[Physics] Why is ground state $| 0 \rangle$ of harmonic oscillator a coherent state

quantum mechanics

Is ground state $| 0 \rangle$ of harmonic oscillator a coherent state just because it minimize the uncertainty product?

What is the intuition of this. I don't quite understand the significance of the ground state being a coherent state.

Any explanation would be appreciated

Best Answer

Mathematical answer #1

Mathematically, you can use the definition $a|z\rangle \equiv z|z\rangle$ of coherent states to explicitly construct them in terms of energy eigenkets. Up to a normalization constant, the result is: $$\left|z\right\rangle = \sum_{n=0}^\infty \frac{z^n}{\sqrt{n!}}\left|n\right\rangle$$ Now, what happens if you let $z \rightarrow 0$ in the expression above?
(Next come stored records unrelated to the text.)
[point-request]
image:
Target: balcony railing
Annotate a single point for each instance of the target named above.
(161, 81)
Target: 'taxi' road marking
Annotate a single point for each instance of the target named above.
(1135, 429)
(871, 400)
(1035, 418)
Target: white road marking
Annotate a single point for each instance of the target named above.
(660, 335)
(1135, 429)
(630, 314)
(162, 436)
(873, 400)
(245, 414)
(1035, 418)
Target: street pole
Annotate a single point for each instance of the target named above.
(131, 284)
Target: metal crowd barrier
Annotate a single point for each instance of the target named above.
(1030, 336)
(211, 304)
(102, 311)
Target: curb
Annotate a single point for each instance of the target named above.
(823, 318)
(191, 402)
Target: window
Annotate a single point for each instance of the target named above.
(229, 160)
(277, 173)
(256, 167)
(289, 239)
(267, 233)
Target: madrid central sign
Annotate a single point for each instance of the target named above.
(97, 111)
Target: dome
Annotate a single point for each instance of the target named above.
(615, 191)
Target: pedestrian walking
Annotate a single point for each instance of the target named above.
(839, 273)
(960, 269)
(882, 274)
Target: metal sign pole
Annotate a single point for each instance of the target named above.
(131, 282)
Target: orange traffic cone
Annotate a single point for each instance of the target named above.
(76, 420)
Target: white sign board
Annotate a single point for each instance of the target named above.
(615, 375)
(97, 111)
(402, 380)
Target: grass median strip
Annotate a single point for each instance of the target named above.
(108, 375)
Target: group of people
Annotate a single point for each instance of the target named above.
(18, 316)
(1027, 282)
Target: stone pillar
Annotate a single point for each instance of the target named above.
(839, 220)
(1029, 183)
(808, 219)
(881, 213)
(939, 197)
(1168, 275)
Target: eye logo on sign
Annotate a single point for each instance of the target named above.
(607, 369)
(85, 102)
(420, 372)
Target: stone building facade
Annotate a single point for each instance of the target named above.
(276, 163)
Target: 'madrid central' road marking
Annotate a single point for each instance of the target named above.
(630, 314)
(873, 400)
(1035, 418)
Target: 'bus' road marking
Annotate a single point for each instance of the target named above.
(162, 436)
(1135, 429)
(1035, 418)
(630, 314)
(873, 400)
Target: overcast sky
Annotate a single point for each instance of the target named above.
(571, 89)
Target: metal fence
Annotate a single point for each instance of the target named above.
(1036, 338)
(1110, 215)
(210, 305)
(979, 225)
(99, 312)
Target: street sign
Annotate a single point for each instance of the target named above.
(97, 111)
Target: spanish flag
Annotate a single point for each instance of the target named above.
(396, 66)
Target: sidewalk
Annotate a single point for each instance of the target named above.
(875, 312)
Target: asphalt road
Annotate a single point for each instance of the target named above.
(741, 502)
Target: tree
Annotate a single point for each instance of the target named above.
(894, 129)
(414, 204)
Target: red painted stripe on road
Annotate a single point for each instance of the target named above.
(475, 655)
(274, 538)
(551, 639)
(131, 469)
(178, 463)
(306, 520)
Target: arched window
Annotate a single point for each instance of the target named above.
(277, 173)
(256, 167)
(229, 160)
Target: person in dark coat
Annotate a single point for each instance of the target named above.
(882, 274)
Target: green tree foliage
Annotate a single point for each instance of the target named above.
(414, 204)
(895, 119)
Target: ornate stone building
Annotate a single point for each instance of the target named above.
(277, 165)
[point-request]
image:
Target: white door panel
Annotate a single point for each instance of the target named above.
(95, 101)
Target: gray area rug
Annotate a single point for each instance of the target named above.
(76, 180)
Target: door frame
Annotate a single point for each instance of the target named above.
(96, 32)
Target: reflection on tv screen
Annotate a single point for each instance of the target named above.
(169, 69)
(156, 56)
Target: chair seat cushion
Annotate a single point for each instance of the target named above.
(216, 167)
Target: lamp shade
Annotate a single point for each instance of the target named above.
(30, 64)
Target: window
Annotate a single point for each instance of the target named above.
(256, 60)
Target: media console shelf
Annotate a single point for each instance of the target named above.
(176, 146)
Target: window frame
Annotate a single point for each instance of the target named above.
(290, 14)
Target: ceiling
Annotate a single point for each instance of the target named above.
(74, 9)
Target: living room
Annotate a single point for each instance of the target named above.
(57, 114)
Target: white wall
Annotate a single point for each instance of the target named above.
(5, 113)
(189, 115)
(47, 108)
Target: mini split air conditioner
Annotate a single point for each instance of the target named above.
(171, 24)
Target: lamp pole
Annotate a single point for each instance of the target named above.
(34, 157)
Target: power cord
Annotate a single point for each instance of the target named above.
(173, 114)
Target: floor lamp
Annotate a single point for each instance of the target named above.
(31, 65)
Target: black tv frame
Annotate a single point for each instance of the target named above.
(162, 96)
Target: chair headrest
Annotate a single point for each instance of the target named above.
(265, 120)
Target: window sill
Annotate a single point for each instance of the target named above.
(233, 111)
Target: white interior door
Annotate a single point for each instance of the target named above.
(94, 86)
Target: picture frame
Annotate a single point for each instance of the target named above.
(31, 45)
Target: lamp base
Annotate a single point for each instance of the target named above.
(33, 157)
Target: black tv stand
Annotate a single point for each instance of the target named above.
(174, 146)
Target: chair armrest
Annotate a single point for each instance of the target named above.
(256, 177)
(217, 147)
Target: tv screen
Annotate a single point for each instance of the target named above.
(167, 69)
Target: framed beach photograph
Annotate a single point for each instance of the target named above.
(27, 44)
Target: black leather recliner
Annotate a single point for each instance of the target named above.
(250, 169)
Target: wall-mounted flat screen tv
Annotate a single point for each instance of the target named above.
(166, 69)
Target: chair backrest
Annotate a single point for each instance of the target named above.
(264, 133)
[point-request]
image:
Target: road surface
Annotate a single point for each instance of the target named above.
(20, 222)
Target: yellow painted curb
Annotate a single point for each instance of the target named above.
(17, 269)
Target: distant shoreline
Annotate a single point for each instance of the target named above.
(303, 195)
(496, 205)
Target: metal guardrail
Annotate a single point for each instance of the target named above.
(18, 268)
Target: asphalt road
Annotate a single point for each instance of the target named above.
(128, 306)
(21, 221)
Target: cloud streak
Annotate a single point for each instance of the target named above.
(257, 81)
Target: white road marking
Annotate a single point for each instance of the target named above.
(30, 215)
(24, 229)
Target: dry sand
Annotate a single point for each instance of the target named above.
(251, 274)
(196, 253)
The only surviving term in the right-hand sum will be the one with $n=0$, and we get the result: $$\left|z=0\right\rangle = \left|n=0\right\rangle$$ So the ground state of the system is a coherent state with parameter $z=0$.

Mathematical answer #2

You could also see this directly from definitions. Coherent states are defined as $a|z\rangle \equiv z\left|z\right\rangle$. Per definition, the coherent state with $z=0$ will then have the following property: $$a\left|z=0\right\rangle = 0$$ The definition of the ground state of the harmonic oscillator is: $$a\left|n=0\right\rangle = 0$$ Putting the two definitions together, we get the same result as earlier: $$\left|z=0\right\rangle = \left|n=0\right\rangle$$

Physical answer

One of the interesting properties of the coherent states $\left|z\right\rangle$, is that the expectation values of position and momentum follow the equations of a classical harmonic oscillator: $$\langle x \rangle = \sqrt{\frac{2\hbar}{m\omega}}\Re\left\{z \exp(-i\omega t)\right\}$$ $$\langle p \rangle = \sqrt{2\hbar m\omega}\Im\left\{z \exp(-i\omega t)\right\}$$ It might look a bit more familiar if we choose a real value of $z$: $$\langle x \rangle = \sqrt{\frac{2\hbar}{m\omega}} \; z \cos(\omega t)$$ $$\langle p \rangle = -\sqrt{2\hbar m\omega} \; z \sin(\omega t)$$ Now, what would happen if you let $z\rightarrow 0$? Then you basically get a state with $\langle x \rangle = \langle p \rangle = 0$.

So if you think of the coherent states as the states where expectation values behave like a classical harmonic oscillator, then the ground state is the state with zero energy, i.e. the state with expectation values that doesn't oscillate at all.